Testing gives the rank equal to $0$ for $k=1/2,1/3,1/4,1/5$ so no solutions will exist. For $k=1/6$, however, the rank is $1$, with generator $(81,540)$. This gives $t=20/21$, and, after clearing denominators a triangle with sides $174, 29, 175$ which has area $2520$.
A: Starting with $Z(Z - m^2) = (Z - n^2) b^2$, to which Allan MacLeod's elliptic curve can be reduced by taking $W = (Z - n^2)b$, one can find a general parametrization of m, n as follows.
Letting $a, x = Z/b, m/b$ gives $a^2 - a b x^2 = a b - n^2$, in which then letting $n = a y$ gives $b (x^2 + 1) = a (y^2 + 1)$. This implies $x^2 + 1, y^2 + 1 = a z, b z$  for some rational $z$, and multiplying these gives after composition $(\frac{x y + 1}{z})^2 + (\frac{x - y}{z})^2 = a b$.
Letting $a, b = k A, k B$, where $A, B$ are coprime integers, the factor $k^2$ in the preceding equation can be absorbed into each square, and we can conclude that $A, B$ are each a sum of two squares, say $p^2 + q^2, r^2 + s^2$ resp, so that $B (x^2 + 1) = A (y^2 + 1)$ becomes $(p x + q)^2 + (p - q x)^2 = (r y + s)^2 + (r - s y)^2$
The latter has general solution as follows, for rational $u, v$ with $u^2 + v^2 = 1$ :
$p x + q, p - q x = u (r y + s) + v (r - s y), v (r y + s) - u (r - s y) w$
So that:
$ x = \frac{u (r y + s) + v (r - s y) - q}{p} = \frac{p - v (r y + s) - u (r - s y)}{q}$
which expresses $y$ and then $x$ rationally in terms of $u, v$ and $p, q, r, s$ (and the latter appear homogenously, so one of them is disposable i.e. can be assumed equal to 1).
edit: I should clarify that this isn't a rational parametrization of one elliptic curve, which of course is impossible if $m^2, n^2$ are non-zero and distinct.

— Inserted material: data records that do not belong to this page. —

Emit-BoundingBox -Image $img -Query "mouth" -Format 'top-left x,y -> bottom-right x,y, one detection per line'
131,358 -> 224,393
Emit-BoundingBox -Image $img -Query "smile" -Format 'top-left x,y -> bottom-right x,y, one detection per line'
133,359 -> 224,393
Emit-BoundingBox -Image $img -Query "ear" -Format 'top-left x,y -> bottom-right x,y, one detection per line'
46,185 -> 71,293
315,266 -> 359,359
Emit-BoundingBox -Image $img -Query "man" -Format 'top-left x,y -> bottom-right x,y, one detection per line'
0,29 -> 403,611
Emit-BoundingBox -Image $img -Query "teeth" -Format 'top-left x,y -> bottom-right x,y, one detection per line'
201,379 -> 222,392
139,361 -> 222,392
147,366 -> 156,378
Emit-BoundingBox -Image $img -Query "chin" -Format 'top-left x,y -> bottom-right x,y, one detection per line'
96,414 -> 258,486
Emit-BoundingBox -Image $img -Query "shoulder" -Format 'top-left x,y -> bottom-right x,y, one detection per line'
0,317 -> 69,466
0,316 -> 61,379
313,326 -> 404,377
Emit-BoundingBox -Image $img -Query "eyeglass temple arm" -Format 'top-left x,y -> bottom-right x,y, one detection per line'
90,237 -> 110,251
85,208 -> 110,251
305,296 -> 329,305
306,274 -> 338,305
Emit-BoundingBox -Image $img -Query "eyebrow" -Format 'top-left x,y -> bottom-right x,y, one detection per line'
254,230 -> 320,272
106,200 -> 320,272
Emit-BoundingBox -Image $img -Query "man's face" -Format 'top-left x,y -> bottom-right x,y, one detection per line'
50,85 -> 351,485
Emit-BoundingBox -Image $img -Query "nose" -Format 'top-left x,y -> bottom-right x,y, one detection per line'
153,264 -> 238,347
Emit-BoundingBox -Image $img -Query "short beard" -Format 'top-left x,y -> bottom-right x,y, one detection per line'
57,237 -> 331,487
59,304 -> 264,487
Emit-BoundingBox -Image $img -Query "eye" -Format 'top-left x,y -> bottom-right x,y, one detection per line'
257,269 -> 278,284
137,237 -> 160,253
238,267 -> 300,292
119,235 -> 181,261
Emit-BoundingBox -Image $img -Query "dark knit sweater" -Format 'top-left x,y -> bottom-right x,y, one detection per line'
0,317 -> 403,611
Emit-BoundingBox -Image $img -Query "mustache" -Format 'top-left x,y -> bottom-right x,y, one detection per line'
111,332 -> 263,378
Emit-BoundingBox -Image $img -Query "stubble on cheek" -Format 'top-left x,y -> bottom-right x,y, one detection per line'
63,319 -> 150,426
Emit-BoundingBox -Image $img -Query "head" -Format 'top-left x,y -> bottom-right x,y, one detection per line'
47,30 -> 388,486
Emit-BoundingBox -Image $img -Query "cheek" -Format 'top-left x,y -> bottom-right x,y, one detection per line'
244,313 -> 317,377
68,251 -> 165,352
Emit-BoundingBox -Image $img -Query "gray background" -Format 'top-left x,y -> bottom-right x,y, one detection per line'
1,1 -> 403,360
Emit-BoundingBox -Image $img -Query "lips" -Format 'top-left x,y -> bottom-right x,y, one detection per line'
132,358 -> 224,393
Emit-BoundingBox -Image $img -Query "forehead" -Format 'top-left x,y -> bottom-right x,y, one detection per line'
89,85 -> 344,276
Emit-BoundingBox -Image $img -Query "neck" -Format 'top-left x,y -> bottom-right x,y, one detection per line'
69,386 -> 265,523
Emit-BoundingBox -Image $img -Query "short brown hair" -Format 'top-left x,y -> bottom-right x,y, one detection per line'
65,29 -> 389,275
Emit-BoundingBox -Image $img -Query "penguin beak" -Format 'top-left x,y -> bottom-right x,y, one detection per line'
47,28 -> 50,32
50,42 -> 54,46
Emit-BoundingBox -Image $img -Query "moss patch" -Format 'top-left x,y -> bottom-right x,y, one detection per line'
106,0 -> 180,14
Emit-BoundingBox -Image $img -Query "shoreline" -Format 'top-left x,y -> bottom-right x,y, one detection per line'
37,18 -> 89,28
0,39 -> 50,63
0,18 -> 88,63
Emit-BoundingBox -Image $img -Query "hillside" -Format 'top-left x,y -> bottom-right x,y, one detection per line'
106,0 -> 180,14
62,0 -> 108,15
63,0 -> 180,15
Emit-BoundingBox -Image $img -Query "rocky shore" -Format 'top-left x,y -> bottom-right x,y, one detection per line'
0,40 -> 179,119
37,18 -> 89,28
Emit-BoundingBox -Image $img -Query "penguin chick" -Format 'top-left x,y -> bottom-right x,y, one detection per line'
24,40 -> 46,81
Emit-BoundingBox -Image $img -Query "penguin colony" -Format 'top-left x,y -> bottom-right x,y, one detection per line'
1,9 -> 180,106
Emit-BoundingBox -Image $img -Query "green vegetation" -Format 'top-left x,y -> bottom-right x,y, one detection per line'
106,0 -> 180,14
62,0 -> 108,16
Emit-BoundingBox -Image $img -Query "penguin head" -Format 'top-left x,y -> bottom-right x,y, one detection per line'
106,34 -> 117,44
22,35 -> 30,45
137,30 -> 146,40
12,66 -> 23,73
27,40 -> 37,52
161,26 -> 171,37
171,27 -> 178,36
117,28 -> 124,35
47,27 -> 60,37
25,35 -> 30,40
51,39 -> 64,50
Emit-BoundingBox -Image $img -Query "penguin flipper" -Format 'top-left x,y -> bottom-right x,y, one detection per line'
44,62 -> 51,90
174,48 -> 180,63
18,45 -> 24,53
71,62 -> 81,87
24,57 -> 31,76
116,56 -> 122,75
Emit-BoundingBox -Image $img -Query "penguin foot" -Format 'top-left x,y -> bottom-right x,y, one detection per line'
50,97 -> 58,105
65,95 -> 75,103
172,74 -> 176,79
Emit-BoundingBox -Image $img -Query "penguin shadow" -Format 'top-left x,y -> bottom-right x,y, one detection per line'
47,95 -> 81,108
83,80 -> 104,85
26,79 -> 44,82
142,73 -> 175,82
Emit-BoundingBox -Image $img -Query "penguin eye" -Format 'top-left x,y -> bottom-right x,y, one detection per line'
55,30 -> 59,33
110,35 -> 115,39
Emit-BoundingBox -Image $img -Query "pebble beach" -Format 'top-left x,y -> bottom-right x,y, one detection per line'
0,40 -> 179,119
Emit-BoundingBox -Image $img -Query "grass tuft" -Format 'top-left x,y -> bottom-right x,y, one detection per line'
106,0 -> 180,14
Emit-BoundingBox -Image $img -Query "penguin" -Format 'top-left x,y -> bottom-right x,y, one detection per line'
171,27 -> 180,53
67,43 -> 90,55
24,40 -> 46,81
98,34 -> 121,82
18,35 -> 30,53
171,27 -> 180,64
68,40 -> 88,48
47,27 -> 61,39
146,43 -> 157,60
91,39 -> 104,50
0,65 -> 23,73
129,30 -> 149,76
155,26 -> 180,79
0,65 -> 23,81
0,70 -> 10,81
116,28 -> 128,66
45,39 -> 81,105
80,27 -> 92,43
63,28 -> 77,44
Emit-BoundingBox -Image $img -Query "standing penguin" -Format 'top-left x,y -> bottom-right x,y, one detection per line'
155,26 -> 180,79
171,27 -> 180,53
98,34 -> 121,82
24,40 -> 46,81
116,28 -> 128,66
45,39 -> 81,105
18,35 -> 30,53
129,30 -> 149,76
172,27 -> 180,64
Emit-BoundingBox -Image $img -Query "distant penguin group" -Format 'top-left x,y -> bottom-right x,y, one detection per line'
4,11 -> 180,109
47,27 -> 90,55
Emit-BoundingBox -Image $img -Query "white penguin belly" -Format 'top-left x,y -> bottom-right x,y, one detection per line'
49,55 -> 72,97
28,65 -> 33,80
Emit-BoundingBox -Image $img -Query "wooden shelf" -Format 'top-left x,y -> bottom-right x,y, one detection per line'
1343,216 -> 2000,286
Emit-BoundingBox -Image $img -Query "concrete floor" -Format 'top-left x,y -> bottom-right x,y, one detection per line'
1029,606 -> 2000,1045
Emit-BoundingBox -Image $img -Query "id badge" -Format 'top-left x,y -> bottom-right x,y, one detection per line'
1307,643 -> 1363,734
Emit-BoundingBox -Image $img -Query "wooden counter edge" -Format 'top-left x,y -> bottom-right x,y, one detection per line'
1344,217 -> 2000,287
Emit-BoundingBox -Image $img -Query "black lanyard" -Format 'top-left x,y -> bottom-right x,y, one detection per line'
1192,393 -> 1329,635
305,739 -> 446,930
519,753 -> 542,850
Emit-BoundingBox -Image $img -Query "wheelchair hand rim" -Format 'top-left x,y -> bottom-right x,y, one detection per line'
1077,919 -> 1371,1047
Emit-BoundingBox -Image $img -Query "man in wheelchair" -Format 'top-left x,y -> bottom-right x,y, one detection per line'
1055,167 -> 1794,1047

What it does is start with a supposed "symbolic" solution and express the roots parametrically in a way consistent with that solution. In other words it constructs a multi-dimensional pencil of all elliptic curves having the required form.
A: With reference to Noam's result, equivalent to $a(a - x^2) = (a - 1) y^2$, it isn't hard to show that this is rational, and $a, x, y$ can be expressed in terms of two parameters.
From this one can churn out possible values of $x$ by the bushel. Deciding whether any given value of $x$ is possible is harder, and may be no more practical using this result than those already discussed.
Anyway, I'll sketch how the solution is obtained.
Firstly, the N&S condition for the above, considered as a quadratic in $a$, to have rational $a$ when $x, y$ are rational is $(x^2 + y^2)^2 - 4 y^2 = z^2$ for some rational $z$.
This implies some rational $p$ for which:
$$\frac{y}{x^2 + y^2} = \frac{p}{p^2 + 1},\qquad
\frac{z}{x^2 + y^2} = \frac{p^2 - 1}{p^2 + 1}$$
Reciprocating the first and completing squares expresses it in the form:
$$x^2 + (y - \frac{p^2 + 1}{2 p})^2 = (\frac{p^2 + 1}{2 p})^2$$
so there must be some rational $q$ for which:
$$y = \frac{p^2 + 1}{2 p} + \frac{q^2 - 1}{2 q} x, \qquad
\frac{p^2 + 1}{2 p} = \frac{q^2 + 1}{2 q} x$$
From the last one can express $x = x(p, q)$, and plugging this into the preceding equation gives $y = y(p, q)$. Finally, we can obtain $z$ and then $a$ also both in terms of $p, q$.
NOTE: As the PC I am typing this on doesn't format equations, I am "flying blind". So if the result looks hideous due to any missing dollars and suchlike, perhaps someone could edit it.